対 野生中
先程まで試合を観戦していた場所とは違うすぐに帰れる位置へと移動し、付近に植えてある木に背を預ける。
キャプテンさんの様子を見て、雷門はディフェンスラインを下げたようだ。
1人を複数人でプレスを掛けることで、何とかキャプテンさんの負担を減らそうとしているようだ。
「…もう時間がないんじゃない?雷門」
携帯に表示されている時刻を確認して、そう呟く。
確かに彼らにとって野生中は素早い相手だし、複数人で止めればその動きを止めやすいかも知れない。
でもその分、体力を奪われちゃうよ?
特に君達雷門は、そんなに体力あるわけじゃないんだから、早く点を決めてあげないと。
「まずいんじゃない?……前線にいる、お2人さん?」
視線を豪炎寺修也と壁山に向け、彼らに問いかける。
ま、返事が返ってくる訳ないんだけど。
「さっきからやってて失敗しているのは必殺技の体勢かな?……2人で飛び上がって、壁山を豪炎寺修也が踏んで更に飛び上がっていたな……」
もしかして壁山を踏み台にして、豪炎寺修也は更に高く飛ぶ事で野生中の跳躍に勝つ気なのか?
確かにあれが成功したら野生中の跳躍に勝てるかもしれないね。
膝を着いている壁山と、壁山に何かを伝えている豪炎寺修也から別の場所へと視線をカエルと、野生中の9番の人の必殺シュートが雷門中ゴールへ迫っていた。
…その状態の手で止められるんだ、キャプテンさん。
いつまでその状態で耐えられるかな?そう思いながらキャプテンさんを見つめていた時だ。
「!あの必殺技は…!」
帝国学園との試合で見た、金色の巨大な手でボールを止める必殺技……!
あの技、尾刈斗中との試合で見なかったからあの時だけだと思ってたけど……そっか、身につけてたんだ。
キャプテンさんは野生中の9番の人の必殺シュートを止め、ボールを壁山の元へ蹴った。
そのボールは壁山に繋がり、横から豪炎寺修也が上がってきた。
見せてよ、さっきから失敗している必殺シュートを!
豪炎寺修也の後ろからは、野生中のキャプテンが飛んできていて、ボールを奪おうとしているようだ。
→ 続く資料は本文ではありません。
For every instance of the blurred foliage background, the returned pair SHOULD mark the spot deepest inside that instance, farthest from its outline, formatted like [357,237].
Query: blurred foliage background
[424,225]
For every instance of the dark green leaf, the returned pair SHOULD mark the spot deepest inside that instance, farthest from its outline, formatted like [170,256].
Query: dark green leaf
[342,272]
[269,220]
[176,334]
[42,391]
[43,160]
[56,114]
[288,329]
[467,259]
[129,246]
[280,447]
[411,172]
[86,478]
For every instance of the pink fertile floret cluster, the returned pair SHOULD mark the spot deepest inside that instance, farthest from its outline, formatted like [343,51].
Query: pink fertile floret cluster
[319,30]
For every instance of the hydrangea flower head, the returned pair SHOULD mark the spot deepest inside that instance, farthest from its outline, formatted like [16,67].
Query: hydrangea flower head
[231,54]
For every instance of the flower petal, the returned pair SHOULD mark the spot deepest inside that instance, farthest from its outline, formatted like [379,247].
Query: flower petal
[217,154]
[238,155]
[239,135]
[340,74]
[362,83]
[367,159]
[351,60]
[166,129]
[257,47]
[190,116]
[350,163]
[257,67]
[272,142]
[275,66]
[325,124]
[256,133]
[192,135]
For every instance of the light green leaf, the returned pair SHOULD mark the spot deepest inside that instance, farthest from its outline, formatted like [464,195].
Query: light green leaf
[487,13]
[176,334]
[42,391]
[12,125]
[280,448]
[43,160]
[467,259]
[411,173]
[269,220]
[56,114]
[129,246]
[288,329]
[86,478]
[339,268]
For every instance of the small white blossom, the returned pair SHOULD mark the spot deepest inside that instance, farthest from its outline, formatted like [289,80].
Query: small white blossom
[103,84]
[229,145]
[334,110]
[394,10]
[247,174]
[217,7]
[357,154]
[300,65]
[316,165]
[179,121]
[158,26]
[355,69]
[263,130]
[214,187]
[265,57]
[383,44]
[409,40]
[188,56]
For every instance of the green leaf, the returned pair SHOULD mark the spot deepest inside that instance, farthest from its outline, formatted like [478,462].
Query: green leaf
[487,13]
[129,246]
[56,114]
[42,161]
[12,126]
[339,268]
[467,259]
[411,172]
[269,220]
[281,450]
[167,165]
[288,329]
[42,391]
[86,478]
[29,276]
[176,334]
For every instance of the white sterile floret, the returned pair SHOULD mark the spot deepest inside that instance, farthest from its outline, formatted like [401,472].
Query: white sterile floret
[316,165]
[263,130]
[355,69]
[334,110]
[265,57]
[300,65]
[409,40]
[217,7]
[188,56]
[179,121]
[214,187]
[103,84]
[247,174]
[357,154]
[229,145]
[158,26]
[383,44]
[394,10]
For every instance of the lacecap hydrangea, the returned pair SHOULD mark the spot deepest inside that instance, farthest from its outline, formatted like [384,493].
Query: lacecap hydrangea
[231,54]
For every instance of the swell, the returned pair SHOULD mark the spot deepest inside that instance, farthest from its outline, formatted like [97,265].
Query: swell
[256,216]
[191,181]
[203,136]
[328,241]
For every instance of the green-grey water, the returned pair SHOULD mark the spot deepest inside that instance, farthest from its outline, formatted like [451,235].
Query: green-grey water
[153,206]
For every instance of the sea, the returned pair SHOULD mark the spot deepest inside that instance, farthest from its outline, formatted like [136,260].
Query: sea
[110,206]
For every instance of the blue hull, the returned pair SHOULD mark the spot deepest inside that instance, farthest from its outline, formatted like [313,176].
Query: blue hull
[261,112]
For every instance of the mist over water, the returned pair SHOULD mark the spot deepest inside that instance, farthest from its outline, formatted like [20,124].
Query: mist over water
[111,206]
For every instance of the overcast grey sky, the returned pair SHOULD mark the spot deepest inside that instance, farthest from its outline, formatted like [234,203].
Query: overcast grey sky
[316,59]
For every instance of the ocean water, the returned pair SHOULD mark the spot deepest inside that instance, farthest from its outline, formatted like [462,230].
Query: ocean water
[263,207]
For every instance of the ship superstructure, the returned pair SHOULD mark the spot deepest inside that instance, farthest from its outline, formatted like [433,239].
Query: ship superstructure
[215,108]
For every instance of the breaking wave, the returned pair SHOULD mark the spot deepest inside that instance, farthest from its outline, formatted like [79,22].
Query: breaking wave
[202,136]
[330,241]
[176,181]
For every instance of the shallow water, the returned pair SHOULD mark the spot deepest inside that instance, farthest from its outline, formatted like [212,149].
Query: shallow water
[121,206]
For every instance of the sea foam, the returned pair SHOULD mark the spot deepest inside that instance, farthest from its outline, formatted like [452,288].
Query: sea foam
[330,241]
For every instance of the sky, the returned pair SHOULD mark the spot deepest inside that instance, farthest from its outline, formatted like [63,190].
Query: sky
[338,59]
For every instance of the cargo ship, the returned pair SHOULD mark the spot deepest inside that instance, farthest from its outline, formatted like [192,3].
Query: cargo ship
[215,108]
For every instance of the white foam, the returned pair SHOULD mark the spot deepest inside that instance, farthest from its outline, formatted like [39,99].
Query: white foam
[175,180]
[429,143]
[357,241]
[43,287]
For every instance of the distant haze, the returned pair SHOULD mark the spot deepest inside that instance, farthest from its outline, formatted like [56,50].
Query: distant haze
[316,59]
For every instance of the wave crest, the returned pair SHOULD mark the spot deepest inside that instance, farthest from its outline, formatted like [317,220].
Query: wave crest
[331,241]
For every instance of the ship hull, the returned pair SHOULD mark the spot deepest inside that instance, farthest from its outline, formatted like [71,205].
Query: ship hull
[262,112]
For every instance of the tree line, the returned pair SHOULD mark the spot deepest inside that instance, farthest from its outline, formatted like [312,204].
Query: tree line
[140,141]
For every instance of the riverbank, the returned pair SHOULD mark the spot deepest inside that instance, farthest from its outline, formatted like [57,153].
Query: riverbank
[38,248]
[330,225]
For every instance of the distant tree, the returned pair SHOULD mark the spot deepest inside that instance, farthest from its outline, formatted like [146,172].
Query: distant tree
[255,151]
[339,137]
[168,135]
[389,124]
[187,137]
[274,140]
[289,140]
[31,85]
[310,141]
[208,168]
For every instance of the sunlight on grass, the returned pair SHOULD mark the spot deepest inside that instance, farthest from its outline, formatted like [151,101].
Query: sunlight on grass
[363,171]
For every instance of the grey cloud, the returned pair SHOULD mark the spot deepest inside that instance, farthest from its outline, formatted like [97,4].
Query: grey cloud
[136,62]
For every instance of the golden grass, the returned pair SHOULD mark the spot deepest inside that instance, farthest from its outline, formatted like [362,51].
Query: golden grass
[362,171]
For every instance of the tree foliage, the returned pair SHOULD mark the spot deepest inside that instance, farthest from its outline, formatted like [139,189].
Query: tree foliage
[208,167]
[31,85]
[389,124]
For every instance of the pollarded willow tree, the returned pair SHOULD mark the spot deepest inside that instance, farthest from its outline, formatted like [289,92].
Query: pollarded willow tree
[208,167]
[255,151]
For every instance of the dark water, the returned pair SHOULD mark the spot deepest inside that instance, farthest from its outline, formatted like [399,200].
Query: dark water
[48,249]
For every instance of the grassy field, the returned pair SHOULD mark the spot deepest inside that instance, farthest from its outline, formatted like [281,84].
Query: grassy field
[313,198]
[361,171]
このままではまた奪われるのがオチでは、と思っていた時。
「えっ」
なんと壁山の『腹』を踏んで、豪炎寺修也は更に高く飛んだ。
そしてオーバーヘッドでシュートを放ったのだ。
「あははっ、まさか腹を踏み台にするとはね。手とか肩とかもあったとは思うけど……。そうか、腹かぁ…っ」
予想外の回答に思わず笑ってしまう。……別に馬鹿にしている訳じゃないよ?
腹を踏み台にする人なんて見た事なかったからさ。
「なるほど。キャプテンさんだけが面白い訳ではなさそうだ」
でも、キャプテンさんが影響しているのは間違いだろうね。
だって、キャプテンさんの言葉だけでチームの動きがガラリと変わっちゃうんだから。
影響力は大きいかもね。
雷門に点が入り、ホイッスルが鳴り響く。
1-0
雷門中に1点が入った瞬間、試合終了のホイッスルが鳴り響いた。
…野生中との試合に、雷門中は勝ったのだ。
「おめでとう、雷門。……次の対戦相手は誰なんだろうね」
一方的な祝いの言葉を送り、僕は首に掛けていたヘッドフォンを耳に当てながら野生中を後にした。